We also got to swing by our alma mater, Taylor University! Though it was a very brief detour, we enjoyed a quick drive around the one-mile campus loop. Naturally, we had to stop at Ivanhoe's for a shake, too.

After rescuing my parents from our children, we spent a few more days with them as the stars in the universe aligned. Okay, not really, but it almost felt like it when we got to see the Jones family and the Dillons, who all just happened to be passing through town on the same day!

We absolutely treasure these times with our dearest of friends...

We also got some cousin time. It was a treat to celebrate my youngest niece's first birthday with our whole family! And we spent as much time together on our days there as we could.

We love to visit my brother when he is on shift at the fire station. The kids get to sit in the engines and hold the nozzles and watch their Uncle slide down the fire pole. My mom especially loved this shot of all five of her grandkids sitting on the bumper of the ladder truck.

Once we had outworn our welcome in Indiana we loaded up the van and proceeded to the Adirondacks in upstate New York to see John's parents. Nana and Papa live close to Camp of the Woods with its perfect little stretch of beach. Of the ten days we spent with them, eight of those included beach time!

Adam's first exposure to so much sand was a big adjustment for him. This photo pretty much sums up how he felt about The Beach for the first six days:

I love that face -- it makes me want to laugh and cry at the same time!

But we made sure he had a nice little spot on the blanket under the umbrella, with minimal sand and a few toys.

It actually made my time far more relaxing than I thought it would be! I didn't have to chase him anywhere for the first time in months!

Put him on pretty much anything that was relatively sand-free and he was happy.

But one day toward the end of the week something inside him switched and he got brave and wanted to play with the sand...

...then he ventured out to walk on the sand...
(Look at those chubby little piggies!)

...and then he wanted to touch the water...

...and eventually the sand made it into his mouth, of course. That's my beach boy!

Swim lessons earlier in the summer helped give Josiah confidence in the water at the lake. He loved every minute on that beach and jumped and played and splashed and smiled until we dragged him out and dried him off.

Lucy built sand castles, went kayaking with Nana and Papa, practiced her new swimming skills, collected shells and rocks, made new friends, and nearly cried every day when we had to leave.

I don't blame her. Do you?

She also got to scramble up the camp's massive climbing wall -- THREE times!

John's folks took us on a couple short hikes to see some beautiful waterfalls.

(I know the next photo looks posed, but I was contemplating being at eye level with the rushing water--it was gorgeous and powerful. And I'm surprisingly pleased that my husband actually took some photos of me for a change!)

A friend of my in-laws took us on a lovely pontoon boat (a.k.a. Party Barge) ride around a peaceful neighboring lake.

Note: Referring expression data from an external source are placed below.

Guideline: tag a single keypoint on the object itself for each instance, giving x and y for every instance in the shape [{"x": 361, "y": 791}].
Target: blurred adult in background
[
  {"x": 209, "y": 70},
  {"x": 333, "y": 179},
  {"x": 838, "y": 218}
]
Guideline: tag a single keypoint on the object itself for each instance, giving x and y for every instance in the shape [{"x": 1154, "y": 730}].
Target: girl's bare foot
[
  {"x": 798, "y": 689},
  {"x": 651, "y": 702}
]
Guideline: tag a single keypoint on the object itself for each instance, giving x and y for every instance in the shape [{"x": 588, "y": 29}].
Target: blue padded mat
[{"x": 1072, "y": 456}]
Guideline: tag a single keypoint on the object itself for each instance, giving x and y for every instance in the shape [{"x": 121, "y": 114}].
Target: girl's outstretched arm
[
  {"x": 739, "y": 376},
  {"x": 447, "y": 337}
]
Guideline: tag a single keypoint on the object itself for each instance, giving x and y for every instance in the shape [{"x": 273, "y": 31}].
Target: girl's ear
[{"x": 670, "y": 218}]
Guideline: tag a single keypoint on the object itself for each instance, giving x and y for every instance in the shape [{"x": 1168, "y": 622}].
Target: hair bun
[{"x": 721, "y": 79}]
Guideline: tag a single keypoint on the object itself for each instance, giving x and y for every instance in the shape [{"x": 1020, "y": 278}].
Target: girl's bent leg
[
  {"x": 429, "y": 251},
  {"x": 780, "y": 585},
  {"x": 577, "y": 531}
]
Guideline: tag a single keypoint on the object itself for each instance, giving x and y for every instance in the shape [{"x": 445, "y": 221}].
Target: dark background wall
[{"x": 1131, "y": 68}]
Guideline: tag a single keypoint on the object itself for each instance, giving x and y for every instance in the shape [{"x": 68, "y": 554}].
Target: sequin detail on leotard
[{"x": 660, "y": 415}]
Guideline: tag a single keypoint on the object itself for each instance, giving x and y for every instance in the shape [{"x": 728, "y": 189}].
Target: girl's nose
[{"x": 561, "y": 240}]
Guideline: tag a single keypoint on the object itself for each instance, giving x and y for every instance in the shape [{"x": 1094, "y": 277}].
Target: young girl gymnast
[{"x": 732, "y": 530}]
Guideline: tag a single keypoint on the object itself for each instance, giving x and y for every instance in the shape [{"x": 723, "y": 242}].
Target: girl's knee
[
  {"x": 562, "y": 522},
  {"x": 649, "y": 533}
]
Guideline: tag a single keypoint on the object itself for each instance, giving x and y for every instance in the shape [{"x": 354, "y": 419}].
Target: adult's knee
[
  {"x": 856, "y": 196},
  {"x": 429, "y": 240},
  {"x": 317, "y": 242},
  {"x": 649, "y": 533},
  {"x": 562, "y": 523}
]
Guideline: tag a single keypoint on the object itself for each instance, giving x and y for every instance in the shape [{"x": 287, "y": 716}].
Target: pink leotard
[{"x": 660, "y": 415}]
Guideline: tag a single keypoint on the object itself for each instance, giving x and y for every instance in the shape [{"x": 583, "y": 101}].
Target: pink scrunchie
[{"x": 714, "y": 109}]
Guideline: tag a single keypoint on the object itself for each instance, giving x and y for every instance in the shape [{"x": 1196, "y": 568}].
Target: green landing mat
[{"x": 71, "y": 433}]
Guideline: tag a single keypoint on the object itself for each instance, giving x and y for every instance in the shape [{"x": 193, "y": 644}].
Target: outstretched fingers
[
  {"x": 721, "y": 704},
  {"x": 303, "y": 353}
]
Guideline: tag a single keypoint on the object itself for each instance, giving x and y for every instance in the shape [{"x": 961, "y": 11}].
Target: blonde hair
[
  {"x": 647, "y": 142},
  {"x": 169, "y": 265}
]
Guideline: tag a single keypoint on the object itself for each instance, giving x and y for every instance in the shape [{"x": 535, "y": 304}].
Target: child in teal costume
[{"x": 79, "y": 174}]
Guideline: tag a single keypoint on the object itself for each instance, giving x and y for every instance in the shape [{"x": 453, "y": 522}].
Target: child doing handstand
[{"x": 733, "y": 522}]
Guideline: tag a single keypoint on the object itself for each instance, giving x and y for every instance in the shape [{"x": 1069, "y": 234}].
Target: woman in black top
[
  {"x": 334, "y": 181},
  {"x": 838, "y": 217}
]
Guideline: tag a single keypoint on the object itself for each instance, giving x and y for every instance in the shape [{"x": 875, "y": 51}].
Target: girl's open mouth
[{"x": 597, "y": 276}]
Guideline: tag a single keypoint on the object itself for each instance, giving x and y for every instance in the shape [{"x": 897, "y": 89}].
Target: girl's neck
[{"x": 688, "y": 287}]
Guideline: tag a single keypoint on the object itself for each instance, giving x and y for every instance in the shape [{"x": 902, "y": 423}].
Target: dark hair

Besides all this, we had a bonfire and roasted marshmallows for s'mores, met up with old friends, heard some gifted and godly speakers, ate mammoth cinnamon rolls, read and played board games, went antiquing, watched sea planes land, played miniature golf, and ate ice cream every day that we were on the beach. Yes, every day.

And never once watched TV or checked email.


Once our time in New York was up, we headed back to Indiana to catch our breath. Lucy got to fulfill a long-time dream (something she came up with about two weeks prior) to have a lemonade stand. Grandma made it extra-ordinary. And she earned about $8 in the hour they were out there!

Once we knew the kids were ready to numb their bottoms for another 18 hours, we loaded up for the last time and headed west toward home. Starting out at 4 a.m. brought us back to the Rockies in time to be welcomed home by this beautiful sight:

One minivan with car-top carrier, two adults, three kids, 24 days away from home, a total of 71 hours in the van, and 4,015 miles traveled across eight states.

It was indeed an unforgettable trip.